LncRNA SNHG6 promotes LMO3 expression by sponging miR-543 in glioma.

Abstract

Small nucleolar RNA host gene 6 (SNHG6) was a newly discovered long non-coding RNA, which was involved in the occurrence and development of a variety of cancers and was on the rise in human cancers. However, the molecular mechanism of SNHG6 in glioma required further investigation. The levels of SNHG6, microRNA-543 (miR-543) and LIM-only protein 3 (LMO3) were detected in glioma tissues and cells by quantitative real-time polymerase chain reaction. We examined cell proliferation and apoptosis rate by methylthiazolyldiphenyl-tetrazolium bromide and flow cytometry assays, respectively.

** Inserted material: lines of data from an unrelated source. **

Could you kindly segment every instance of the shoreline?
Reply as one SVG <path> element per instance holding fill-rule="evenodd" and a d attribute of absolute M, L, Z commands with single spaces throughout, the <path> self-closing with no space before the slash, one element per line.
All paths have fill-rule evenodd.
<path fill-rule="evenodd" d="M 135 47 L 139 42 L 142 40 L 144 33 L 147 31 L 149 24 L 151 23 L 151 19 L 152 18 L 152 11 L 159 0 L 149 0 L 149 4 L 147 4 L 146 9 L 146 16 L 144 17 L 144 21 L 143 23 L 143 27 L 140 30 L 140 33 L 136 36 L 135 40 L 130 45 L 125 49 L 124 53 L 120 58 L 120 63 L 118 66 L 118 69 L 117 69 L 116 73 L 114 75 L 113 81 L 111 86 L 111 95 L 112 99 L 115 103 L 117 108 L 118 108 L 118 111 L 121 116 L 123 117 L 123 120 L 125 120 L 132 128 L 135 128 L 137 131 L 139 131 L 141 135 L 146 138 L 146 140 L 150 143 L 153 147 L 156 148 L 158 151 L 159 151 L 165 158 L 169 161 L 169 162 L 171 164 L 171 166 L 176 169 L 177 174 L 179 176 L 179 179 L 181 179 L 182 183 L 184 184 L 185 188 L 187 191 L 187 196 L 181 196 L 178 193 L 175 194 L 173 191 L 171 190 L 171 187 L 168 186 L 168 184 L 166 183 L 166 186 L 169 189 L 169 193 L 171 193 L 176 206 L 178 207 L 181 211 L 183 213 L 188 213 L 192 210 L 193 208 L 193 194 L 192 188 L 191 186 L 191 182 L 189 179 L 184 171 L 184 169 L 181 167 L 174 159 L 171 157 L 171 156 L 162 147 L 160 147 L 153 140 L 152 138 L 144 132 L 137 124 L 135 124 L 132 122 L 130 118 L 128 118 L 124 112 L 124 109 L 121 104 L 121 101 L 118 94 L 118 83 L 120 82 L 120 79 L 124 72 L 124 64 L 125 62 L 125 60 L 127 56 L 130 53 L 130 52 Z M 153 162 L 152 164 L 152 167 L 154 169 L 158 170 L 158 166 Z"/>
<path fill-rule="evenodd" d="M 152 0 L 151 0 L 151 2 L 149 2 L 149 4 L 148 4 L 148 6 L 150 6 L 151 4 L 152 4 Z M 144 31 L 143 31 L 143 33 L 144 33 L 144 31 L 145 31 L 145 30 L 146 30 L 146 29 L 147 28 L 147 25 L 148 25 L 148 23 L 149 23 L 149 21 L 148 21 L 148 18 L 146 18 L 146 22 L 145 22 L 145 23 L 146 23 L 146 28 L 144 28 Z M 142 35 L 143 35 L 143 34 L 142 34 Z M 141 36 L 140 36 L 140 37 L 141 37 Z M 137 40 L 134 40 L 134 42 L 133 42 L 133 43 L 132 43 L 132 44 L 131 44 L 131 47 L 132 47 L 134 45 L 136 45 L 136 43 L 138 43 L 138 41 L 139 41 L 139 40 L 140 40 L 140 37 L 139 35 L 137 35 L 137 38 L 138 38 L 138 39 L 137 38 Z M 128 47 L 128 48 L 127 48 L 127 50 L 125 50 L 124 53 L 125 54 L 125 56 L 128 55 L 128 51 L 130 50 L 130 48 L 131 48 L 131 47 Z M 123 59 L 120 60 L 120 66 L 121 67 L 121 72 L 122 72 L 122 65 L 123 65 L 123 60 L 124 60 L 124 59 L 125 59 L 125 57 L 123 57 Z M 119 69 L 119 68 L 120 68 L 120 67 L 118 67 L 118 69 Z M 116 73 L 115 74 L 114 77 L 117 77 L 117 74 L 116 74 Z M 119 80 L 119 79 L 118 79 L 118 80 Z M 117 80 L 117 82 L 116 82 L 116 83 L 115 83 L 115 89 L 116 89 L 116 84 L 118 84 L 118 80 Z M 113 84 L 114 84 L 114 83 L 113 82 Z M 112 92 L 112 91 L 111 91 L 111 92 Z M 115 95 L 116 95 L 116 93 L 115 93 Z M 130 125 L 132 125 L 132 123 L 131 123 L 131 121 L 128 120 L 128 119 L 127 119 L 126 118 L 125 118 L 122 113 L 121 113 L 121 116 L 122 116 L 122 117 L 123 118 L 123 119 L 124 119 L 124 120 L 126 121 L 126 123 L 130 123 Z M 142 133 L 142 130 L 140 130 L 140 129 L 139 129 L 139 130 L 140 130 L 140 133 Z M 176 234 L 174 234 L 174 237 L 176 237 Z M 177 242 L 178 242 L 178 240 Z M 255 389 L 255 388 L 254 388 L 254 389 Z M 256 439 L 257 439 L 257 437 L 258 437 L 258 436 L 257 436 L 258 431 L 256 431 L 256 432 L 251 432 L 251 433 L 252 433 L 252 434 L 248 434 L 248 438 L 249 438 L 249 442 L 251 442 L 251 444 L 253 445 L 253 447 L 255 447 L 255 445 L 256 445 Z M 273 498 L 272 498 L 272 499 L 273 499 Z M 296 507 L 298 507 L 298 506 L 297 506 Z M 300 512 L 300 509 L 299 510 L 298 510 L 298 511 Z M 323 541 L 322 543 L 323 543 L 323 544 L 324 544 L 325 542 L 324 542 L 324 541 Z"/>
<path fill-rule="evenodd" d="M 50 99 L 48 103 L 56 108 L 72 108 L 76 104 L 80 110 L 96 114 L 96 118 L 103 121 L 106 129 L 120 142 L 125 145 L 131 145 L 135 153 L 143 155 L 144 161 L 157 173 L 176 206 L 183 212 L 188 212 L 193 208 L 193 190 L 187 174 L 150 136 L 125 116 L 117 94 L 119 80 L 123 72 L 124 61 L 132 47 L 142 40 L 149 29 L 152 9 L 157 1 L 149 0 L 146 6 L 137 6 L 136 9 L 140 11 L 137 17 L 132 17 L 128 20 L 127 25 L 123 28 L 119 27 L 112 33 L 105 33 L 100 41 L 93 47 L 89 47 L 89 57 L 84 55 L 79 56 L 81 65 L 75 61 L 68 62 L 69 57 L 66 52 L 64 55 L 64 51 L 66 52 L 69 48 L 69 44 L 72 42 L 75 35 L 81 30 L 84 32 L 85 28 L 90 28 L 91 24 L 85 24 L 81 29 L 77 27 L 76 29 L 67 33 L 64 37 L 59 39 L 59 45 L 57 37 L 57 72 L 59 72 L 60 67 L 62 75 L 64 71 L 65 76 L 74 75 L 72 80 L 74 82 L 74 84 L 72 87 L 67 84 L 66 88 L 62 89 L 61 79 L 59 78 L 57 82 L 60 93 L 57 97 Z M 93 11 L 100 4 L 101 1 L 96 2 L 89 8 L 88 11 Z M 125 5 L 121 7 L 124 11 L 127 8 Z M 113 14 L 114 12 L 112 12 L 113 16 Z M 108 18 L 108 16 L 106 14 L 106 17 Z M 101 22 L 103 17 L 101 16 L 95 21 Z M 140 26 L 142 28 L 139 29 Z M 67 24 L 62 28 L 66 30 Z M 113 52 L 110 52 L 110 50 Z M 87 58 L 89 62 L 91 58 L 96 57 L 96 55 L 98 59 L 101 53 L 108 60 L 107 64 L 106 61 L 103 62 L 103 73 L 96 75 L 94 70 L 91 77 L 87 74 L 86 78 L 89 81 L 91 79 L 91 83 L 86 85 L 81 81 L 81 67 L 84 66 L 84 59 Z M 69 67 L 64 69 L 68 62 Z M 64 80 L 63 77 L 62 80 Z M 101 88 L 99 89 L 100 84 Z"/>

Transwell assay was used to measure cell migration and invasion. The target relationships were predicted by StarBase v.2.0 and TargetScan and confirmed by dual-luciferase reporter assay. Spearman's test was adopted for expression correlation of SNHG6, miR-543 and LMO3 in tissues. The protein expression level of LMO3 was assessed by western blot. We found that SNHG6 was obviously upregulated in glioma tissues and cells. SNHG6 knockdown significantly repressed glioma cell proliferation, migration and invasion, and induced apoptosis. Additionally, SNHG6 directly targeted miR-543 and their expression was negatively correlated in glioma tissues. And miR-543 targeted LMO3 and their expression was also inversely correlated. We found that silencing LMO3 also inhibited the progression of glioma cells. Importantly, SNHG6 could competitively sponging miR-543 thereby modulating LMO3 in glioma cells. SNHG6 served as an oncogene and played a vital role in glioma development through miR-543/LMO3 axis.